- CD Cover of Rehmat Ali
- Directed by: Partho Ghosh
- Produced by: Raj Behl Geeta Behl
- Starring: Mithun Chakraborty; Rituparna Sengupta;
- Cinematography: N Natarajan Subramaniam
- Music by: Bappi Lahiri
- Release date: 26 February 2010;
- Running time: 145 minutes
- Country: India
- Language: Bengali

= Rehmat Ali =

2010 Indian Bengali film

Rehmat Ali is a 2010 Indian Bengali-language action crime film directed by Partho Ghosh for producers Raj Behl and Geeta Behl, starring Mithun Chakraborty, Rituparna Sengupta and Roopa Ganguly. It marked the return of Chakraborty to the Bengali film industry after a long gap. It is a remake of Partho's 1997 Bollywood film Ghulam-E-Musthafa which itself was remade from 1996 Tamil film Musthaffaa.

== Cast ==
- Mithun Chakraborty
- Rituparna Sengupta
- Roopa Ganguly
- Biswajit Chakraborty
- Rajatava Dutta
- Biswanath
- Jayanta Dutta Burman
- Sanchita Nandi

==Songs==
Lyrics have been written by Lipi and Bijoy Bhakat.

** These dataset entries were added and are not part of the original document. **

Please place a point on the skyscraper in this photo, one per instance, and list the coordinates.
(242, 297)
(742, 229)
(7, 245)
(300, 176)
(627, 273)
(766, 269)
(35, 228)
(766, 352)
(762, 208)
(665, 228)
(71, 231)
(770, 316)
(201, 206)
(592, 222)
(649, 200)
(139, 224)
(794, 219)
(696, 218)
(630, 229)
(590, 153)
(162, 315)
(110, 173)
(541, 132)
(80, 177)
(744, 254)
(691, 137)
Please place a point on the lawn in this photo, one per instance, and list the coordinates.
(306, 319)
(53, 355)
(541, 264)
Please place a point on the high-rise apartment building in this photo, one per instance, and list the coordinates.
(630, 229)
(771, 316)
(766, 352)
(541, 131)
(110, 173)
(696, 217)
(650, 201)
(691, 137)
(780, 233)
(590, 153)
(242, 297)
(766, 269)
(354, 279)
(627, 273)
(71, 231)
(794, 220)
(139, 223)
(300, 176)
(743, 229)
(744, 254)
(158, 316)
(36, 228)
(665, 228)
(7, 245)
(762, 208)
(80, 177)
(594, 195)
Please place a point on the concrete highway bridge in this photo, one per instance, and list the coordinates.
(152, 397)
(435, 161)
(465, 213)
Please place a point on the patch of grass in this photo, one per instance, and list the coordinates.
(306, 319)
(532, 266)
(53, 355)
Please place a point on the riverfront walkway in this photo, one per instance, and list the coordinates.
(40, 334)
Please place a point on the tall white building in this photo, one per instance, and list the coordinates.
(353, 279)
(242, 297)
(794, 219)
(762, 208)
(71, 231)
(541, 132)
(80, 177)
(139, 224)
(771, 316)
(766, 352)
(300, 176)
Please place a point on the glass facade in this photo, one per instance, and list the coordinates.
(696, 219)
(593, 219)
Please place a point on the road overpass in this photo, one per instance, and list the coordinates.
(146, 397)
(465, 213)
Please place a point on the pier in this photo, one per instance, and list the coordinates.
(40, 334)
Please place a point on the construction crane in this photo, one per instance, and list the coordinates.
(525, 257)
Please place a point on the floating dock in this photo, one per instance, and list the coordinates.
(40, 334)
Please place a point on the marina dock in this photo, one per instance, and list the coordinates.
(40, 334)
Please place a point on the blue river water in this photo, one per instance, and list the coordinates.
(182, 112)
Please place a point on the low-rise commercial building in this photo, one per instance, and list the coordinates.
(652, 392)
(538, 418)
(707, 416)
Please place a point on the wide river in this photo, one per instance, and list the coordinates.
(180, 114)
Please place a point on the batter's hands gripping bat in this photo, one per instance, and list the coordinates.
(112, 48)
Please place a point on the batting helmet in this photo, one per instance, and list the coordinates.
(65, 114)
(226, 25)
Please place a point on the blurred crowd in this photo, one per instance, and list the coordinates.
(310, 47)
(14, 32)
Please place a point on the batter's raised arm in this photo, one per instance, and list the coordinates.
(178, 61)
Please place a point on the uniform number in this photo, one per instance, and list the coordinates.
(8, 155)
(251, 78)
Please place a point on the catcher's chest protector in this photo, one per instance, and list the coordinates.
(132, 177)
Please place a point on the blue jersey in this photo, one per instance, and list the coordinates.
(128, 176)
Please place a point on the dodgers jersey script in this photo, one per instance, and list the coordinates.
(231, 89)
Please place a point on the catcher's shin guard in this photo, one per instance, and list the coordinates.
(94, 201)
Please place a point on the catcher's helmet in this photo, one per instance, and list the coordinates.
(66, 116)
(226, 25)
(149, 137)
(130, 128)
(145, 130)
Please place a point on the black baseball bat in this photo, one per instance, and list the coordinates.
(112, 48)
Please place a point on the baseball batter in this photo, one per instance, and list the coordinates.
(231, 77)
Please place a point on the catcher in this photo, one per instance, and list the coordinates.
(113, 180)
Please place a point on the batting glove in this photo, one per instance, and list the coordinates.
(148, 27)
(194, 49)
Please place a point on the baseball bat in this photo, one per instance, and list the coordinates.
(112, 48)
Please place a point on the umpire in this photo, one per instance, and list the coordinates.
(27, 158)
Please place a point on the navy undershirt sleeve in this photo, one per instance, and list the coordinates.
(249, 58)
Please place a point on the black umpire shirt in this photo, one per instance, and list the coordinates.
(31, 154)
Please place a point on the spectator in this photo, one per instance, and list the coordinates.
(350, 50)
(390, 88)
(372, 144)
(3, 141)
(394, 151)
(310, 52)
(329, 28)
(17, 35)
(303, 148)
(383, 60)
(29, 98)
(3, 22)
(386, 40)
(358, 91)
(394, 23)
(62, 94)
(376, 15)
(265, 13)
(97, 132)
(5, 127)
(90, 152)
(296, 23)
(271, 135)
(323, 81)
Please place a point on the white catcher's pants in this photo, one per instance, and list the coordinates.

- "Sundori Sundori" – Shaan
- "Moja Dekhabo" – Bappi Lahiri
- "Saiyaan Bina Ghar Suna" – Sunidhi Chauhan
- "Tumi Amar Ami Tomar" – Shaan, Bappi Lahiri, Alka Yagnik
- "Joy Kali Joy Kali" – Sadhana Sargam, Chinton
- "Saiyaan Bina Ghar Suna (Remix)" – Madhushree

==Box office==
Rehmat Ali could not repeat the success of the original Tamil film and ended up as an average success at the box office.